The air-conditioning inside the Public Relations building was like a punch to the face after the growing heat outdoors. It didn’t help that PR, out of every department associated with Lowryland, had to “live the Lowry life,” decorating everything in corporate iconography. Gone were the tasteful photographs and colors of the hiring office, replaced by aggressively bright primary shades and even brighter posters blazing out advertisements for the company’s most iconic properties.

It could have been interesting, under the right circumstances, to wander through the halls and see the evolution of Lowry’s style across the decades, from the white-and-gold minimalism of Goldtree and Silvertree to the lush pre-Raphaelite jewel tones of Goblin Market, all the way up to the stark green and silver of Thistle and the gilded pastels of Mooncake.

The three people waiting for us in the lobby sort of killed that idea. They were dressed like PR wonks the world over, in suit jackets, pressed slacks, and pencil skirts (all following strict gender lines, sadly; at least mixing it up a little would have made things interesting). Their accessories were in gaudier colors than the norm, allowing them to blend better with their surroundings, but a bright red pocket square or a chunky green necklace couldn’t change the fact that they were the hard hand of strict formality trying to enforce itself on a fairy-tale wonderland.

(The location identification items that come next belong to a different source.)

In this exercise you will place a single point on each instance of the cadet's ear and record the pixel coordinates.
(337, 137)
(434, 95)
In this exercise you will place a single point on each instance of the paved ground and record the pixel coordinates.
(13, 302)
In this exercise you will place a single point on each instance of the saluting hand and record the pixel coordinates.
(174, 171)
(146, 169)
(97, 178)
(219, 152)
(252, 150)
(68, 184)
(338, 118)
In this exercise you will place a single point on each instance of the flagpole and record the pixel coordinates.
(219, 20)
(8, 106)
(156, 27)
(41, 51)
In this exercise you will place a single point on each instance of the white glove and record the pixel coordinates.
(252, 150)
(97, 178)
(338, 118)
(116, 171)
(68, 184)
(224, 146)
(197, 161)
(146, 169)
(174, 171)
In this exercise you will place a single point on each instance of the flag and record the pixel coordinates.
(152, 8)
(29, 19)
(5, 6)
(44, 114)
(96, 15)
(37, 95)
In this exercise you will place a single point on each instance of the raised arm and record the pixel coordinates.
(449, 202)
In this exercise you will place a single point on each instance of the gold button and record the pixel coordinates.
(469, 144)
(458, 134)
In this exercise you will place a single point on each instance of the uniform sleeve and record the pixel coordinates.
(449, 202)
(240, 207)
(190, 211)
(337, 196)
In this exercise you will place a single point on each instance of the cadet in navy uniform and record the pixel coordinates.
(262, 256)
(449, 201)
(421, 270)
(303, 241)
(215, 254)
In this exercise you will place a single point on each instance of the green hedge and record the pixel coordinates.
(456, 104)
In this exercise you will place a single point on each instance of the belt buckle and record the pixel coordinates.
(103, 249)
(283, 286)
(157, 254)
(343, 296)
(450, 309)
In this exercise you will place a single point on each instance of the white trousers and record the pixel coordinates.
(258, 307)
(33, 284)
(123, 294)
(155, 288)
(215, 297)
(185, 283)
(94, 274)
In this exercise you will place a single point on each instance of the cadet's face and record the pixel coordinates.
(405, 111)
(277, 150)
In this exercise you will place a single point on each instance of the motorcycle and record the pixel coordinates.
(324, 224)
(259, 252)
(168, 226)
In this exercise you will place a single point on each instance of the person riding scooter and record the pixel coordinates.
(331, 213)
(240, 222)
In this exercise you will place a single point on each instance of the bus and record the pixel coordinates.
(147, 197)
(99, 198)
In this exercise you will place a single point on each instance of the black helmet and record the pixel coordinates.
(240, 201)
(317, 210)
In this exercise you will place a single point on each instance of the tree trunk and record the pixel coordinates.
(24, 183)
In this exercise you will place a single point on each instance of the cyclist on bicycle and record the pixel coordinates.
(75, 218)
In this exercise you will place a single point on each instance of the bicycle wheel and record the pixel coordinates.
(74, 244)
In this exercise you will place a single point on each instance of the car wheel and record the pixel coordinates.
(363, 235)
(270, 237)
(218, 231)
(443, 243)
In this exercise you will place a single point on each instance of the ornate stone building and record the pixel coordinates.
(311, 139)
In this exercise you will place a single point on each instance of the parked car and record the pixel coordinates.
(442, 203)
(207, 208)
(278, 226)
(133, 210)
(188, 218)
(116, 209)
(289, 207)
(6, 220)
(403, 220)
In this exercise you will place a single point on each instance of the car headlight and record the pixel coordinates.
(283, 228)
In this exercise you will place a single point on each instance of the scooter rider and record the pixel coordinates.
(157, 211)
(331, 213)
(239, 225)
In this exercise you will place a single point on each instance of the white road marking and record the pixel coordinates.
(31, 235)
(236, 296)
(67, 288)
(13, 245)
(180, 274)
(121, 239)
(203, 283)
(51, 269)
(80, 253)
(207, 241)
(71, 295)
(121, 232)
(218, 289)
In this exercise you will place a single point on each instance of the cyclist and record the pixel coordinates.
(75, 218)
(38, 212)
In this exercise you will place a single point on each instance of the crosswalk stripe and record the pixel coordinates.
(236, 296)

There was no sign of Fern. I looked anxiously around, like she might be crammed into a corner somewhere, and clutched my duffel bag against my chest. It was part true concern, part distraction. I couldn’t disguise myself, not with Sophie right there, knowing what I really looked like. But these people didn’t know me. If I wanted to act like I was easily confused and frightened of losing my job, they couldn’t call my bluff.